Moore and his allies, however, have a survival strategy, and it came into focus last night at the Walker Springs Road Baptist Church in Jackson, where the right-wing candidate, accused of sexual misconduct towards teenagers, delivered extemporaneous remarks.
Describing a nation in spiritual decline -- Moore lamented the end of government-sponsored prayer in public schools -- the GOP candidate complained, for example, that the government "started creating new rights in 1965."

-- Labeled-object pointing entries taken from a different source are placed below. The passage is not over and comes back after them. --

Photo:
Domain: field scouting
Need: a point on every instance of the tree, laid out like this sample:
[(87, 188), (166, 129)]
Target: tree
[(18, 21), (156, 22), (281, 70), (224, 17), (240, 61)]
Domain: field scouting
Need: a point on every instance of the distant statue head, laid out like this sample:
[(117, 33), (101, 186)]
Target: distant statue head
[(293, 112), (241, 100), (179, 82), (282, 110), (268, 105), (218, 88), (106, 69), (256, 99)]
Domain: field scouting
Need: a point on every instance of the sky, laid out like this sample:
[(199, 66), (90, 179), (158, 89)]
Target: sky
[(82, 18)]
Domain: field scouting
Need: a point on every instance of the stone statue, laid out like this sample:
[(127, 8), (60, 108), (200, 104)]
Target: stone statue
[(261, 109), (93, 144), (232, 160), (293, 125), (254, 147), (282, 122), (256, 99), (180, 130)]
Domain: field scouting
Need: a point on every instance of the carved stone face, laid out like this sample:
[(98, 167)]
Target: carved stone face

Moore didn't elaborate, but it's worth noting for context that Congress approved the Voting Rights Act in 1965, a year after passing the Civil Rights Act of 1964. Neither law was popular in Alabama. [Update: 1965 was also the year the Supreme Court issued its ruling in Griswold v. Connecticut, which said women had a right to access contraception through a right to privacy.]
In case that was too subtle, this was less understated.

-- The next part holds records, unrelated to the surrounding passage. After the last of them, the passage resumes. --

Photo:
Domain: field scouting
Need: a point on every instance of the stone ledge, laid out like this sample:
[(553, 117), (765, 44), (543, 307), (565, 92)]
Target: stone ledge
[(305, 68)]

Also Tuesday, it was revealed that at least one person in Alabama received a robocall from someone claiming to be a reporter for the Washington Post seeking to pay money for claims against Moore -- a fake call that was condemned by the newspaper. The call was first reported by CBS station WKRG of Mobile, who spoke to a pastor who got the call.The newspaper denied making the call."The Post has just learned that at least one person in Alabama has received a call from someone falsely claiming to be from The Washington Post. The call's description of our reporting methods bears no relationship to reality," Post Executive Editor Marty Baron said in a statement.
And what made-up name did the fake reporter use? Bernie Bernstein.
Moore and his allies have reason to worry about the election's outcome, but how they're responding to these circumstances says a great deal about the candidate and the kind of message he believes will resonate with Alabama voters.